Indexing operations are performed through the Indexes interface within Toolkit Configuration. This interface provides comprehensive index management with visual status indicators, real-time progress monitoring, and integrated search capabilities. For detailed information, see How to create and use indexes.

Overview

Artifacts indexing allows you to create searchable indexes from files stored in your project's Artifact buckets:

  • Document Files: Text files, Word documents, PDFs, and other document formats
  • Data Files: CSV, Excel, JSON files and structured data formats
  • Code Files: Source code, configuration files, and technical documentation
  • Research Assets: Analysis reports, findings, and research documentation
  • Temporary Storage: Processing results, intermediate files, and workflow outputs

What you can do with indexed Artifacts data:

  • Semantic Search: Find specific content across multiple files using natural language queries
  • Context-Aware Chat: Get AI-generated answers from your file content with citations
  • Cross-File Discovery: Search across all files in your Artifact buckets for comprehensive insights
  • Content Analysis: Analyze patterns, themes, and information across your stored documents
  • Knowledge Extraction: Transform file content into searchable organizational knowledge

Common use cases:

  • Indexing research documentation and analysis reports for quick information retrieval
  • Making project deliverables and documentation searchable for team collaboration
  • Creating searchable knowledge bases from uploaded files and documents
  • Analyzing data files and reports to extract insights and answer specific questions
  • Organizing and finding content in temporary storage used during AI workflows

Migration from Datasources

In previous releases, there was a Source type: File option in Datasources. Now, Datasources have been removed from ELITEA, and users can perform the same action through Artifacts.
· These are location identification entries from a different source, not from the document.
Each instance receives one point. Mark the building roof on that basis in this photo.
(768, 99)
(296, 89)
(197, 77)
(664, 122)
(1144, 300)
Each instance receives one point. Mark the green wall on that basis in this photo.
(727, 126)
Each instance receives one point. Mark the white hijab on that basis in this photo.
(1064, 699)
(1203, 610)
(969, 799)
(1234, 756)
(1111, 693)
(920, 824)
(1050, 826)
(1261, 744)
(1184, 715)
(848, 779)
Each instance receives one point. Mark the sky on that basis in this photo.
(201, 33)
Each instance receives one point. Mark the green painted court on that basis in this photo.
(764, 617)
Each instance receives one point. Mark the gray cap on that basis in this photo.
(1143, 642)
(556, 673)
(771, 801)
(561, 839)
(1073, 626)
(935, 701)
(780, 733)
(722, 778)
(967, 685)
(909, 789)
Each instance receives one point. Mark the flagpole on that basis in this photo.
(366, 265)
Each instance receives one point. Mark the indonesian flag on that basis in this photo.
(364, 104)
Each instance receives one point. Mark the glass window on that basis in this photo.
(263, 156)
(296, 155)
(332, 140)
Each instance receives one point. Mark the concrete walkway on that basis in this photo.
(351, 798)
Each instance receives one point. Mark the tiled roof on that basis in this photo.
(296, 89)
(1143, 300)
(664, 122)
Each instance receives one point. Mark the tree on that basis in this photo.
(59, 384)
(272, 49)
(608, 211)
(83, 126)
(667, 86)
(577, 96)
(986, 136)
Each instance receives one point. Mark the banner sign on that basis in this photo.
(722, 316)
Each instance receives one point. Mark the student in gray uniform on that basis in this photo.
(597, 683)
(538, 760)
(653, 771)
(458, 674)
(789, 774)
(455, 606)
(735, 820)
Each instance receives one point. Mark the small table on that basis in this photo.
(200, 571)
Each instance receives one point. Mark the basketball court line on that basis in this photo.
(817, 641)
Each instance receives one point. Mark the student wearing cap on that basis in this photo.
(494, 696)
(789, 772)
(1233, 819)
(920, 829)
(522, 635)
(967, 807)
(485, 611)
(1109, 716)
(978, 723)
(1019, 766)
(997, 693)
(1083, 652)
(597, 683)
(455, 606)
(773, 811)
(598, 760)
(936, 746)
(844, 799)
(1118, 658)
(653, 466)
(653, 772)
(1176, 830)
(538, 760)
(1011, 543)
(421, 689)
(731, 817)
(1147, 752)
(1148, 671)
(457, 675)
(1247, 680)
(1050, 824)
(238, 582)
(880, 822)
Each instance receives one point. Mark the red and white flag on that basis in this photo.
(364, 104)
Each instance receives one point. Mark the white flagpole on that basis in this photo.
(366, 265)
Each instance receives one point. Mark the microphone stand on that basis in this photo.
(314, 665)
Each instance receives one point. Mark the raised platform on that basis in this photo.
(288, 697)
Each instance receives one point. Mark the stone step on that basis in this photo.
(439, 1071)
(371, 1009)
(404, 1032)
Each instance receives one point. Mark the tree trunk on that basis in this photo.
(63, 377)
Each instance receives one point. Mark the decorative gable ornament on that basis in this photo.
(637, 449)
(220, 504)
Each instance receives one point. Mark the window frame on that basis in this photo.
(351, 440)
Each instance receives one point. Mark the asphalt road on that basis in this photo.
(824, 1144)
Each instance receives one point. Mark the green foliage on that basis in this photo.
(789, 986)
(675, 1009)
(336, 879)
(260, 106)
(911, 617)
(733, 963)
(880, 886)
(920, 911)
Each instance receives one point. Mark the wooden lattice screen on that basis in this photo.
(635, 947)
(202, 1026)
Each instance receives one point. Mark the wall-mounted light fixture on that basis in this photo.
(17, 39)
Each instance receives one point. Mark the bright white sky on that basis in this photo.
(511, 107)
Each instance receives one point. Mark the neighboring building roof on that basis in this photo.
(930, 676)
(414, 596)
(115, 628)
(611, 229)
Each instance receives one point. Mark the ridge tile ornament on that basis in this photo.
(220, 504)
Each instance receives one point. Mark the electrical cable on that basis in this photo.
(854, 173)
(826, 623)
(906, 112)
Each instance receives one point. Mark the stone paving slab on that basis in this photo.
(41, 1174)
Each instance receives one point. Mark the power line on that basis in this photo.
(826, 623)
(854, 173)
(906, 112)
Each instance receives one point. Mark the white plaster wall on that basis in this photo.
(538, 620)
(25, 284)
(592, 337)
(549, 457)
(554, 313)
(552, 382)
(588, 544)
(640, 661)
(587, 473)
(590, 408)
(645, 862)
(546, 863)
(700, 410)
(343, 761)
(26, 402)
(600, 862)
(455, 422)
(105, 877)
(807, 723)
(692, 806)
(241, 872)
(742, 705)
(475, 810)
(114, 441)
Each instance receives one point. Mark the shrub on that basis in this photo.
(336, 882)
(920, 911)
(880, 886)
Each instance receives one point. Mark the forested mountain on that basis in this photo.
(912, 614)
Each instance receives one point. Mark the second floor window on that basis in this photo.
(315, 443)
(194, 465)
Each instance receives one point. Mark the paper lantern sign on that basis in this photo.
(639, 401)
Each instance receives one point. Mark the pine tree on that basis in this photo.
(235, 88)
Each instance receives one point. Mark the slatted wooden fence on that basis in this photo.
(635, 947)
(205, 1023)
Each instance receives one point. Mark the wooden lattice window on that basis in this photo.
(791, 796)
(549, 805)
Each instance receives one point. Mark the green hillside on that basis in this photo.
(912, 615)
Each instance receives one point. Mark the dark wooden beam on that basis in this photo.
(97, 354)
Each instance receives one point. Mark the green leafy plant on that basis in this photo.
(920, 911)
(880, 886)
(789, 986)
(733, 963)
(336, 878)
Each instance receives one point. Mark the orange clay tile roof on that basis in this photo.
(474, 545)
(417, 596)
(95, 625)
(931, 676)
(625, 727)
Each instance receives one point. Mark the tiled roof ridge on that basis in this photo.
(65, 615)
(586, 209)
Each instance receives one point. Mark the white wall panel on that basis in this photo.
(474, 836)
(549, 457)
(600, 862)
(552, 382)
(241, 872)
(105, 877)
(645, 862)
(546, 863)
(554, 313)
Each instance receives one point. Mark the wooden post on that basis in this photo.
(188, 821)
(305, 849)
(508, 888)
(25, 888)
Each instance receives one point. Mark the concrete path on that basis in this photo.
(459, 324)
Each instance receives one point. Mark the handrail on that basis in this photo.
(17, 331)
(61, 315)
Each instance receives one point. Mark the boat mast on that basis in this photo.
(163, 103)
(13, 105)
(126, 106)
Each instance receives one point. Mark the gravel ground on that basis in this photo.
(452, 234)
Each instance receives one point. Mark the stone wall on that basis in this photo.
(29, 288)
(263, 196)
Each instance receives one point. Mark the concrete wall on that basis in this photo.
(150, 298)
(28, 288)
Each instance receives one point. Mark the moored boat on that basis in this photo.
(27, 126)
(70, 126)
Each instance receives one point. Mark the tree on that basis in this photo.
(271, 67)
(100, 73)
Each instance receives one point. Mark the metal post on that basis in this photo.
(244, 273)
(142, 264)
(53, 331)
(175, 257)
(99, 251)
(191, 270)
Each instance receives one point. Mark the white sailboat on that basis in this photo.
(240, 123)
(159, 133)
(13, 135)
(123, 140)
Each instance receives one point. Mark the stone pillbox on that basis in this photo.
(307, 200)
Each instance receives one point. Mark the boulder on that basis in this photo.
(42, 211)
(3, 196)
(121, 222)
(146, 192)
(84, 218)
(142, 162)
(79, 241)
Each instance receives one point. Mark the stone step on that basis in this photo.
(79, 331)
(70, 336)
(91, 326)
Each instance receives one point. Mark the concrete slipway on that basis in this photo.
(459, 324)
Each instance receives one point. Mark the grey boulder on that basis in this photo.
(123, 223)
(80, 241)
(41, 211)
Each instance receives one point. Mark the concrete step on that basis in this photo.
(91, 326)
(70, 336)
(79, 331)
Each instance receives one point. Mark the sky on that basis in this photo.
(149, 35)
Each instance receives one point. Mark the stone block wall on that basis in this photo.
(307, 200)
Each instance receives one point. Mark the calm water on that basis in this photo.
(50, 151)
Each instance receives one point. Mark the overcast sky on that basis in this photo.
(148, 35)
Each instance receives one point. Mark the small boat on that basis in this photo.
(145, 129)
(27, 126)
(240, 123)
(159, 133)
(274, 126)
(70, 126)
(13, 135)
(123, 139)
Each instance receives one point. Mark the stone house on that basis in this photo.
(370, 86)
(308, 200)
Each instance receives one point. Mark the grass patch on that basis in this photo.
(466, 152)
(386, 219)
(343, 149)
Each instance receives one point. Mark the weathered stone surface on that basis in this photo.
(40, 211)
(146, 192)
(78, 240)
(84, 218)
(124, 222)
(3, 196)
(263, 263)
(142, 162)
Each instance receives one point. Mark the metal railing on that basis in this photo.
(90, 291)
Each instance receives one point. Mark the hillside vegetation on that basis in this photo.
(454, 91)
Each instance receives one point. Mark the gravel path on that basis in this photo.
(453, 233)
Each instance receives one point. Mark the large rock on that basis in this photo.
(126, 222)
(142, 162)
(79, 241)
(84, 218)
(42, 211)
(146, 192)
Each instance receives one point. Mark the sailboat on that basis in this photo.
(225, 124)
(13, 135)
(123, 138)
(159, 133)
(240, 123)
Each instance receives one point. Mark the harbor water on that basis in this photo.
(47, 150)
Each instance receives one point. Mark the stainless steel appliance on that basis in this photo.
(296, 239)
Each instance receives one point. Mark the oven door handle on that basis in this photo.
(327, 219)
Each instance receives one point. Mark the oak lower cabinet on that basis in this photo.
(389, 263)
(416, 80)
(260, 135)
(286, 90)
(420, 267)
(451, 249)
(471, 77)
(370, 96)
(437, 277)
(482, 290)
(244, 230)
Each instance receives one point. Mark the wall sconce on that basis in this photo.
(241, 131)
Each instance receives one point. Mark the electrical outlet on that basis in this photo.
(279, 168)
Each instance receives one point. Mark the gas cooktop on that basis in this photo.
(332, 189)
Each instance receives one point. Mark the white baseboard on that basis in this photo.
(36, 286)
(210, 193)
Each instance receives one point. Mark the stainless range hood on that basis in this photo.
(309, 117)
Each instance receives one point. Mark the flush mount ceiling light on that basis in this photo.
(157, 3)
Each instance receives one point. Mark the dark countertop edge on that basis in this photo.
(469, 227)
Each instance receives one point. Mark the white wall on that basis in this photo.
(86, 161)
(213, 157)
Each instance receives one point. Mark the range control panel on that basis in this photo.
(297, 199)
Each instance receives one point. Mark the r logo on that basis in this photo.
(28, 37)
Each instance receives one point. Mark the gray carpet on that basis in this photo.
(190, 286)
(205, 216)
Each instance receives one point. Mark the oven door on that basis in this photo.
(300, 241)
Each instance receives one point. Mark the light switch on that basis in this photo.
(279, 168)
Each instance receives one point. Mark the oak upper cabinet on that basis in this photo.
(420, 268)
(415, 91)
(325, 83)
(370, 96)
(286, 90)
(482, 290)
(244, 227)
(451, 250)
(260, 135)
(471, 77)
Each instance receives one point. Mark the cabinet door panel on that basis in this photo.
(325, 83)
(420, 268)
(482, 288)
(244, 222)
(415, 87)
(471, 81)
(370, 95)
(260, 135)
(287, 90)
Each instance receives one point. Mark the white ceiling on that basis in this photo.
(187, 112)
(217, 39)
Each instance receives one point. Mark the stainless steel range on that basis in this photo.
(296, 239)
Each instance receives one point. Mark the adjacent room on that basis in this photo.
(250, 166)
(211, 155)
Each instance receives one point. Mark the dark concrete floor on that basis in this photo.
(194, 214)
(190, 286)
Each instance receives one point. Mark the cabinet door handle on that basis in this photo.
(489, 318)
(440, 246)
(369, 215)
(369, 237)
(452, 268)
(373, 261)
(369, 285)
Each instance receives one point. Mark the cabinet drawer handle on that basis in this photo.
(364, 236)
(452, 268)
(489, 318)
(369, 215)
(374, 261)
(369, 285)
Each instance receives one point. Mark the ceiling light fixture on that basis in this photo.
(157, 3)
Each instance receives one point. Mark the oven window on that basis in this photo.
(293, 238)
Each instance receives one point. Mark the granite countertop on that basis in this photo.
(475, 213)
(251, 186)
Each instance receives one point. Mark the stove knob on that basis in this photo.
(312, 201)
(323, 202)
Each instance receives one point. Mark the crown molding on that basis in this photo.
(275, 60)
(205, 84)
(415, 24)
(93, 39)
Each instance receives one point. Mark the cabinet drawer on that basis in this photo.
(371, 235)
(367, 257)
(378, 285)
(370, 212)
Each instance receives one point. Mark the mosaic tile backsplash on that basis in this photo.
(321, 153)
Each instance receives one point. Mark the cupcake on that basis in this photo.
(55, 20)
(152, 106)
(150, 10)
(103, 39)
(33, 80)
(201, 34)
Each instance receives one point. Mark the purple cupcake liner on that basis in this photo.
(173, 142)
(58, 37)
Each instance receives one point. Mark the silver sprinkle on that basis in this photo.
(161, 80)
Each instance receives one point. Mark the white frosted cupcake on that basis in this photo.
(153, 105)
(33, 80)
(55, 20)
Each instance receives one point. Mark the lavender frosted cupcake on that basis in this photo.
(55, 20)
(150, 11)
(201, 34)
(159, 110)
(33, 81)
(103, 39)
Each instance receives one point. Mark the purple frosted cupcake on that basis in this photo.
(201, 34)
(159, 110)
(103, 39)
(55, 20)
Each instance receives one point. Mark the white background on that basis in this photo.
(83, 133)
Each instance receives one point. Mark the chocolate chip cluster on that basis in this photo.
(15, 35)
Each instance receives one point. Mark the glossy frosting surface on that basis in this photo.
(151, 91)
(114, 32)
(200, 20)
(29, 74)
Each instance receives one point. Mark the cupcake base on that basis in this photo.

How to migrate from Datasources to Artifacts:

  1. Upload your files: Navigate to ELITEAArtifacts and upload your files to a bucket (or drag & drop them directly)
  2. Create Artifact Toolkit: Go to Toolkits+ CreateArtifact and configure with your bucket name
  3. Index your data: Use the "Index Data" tool from the Artifact Toolkit to create searchable indexes
  4. Search and chat: Use the toolkit in conversations or agents to query your indexed content

This provides the same file indexing capabilities as the previous Datasources system with improved performance and integration.


Prerequisites

Before indexing Artifacts data, ensure you have:

  1. No Credential Required: Unlike other toolkits, Artifacts indexing doesn't require external credentials
  2. Vector Storage: PgVector selected in Settings → AI Configuration
  3. Embedding Model: Selected in AI Configuration (defaults available) → AI Configuration
  4. Artifact Toolkit: Configured with your bucket name, files uploaded to your Artifact buckets, and Index Data tool enabled
  5. Files in Bucket: At least one file uploaded to the Artifact bucket you want to index

Requirements

The Indexes interface requires: - PgVector and Embedding Model configured at the project level - The Index Data tool enabled in your toolkit configuration

Complete both project-level setup and toolkit configuration to access indexing functionality.

File Types Supported

The Artifact Toolkit supports indexing various file formats:

Document Formats: - Text files (.txt, .md) - Microsoft Word documents (.docx) - PDF files (.pdf) - Rich text format (.rtf)

Data Formats: - CSV files (.csv) - Excel spreadsheets (.xlsx, .xls) - JSON files (.json) - XML files (.xml)

Code & Configuration: - Source code files (.py, .js, .java, .cpp, etc.) - Configuration files (.yml, .yaml, .ini, .conf) - Documentation (.md, .rst)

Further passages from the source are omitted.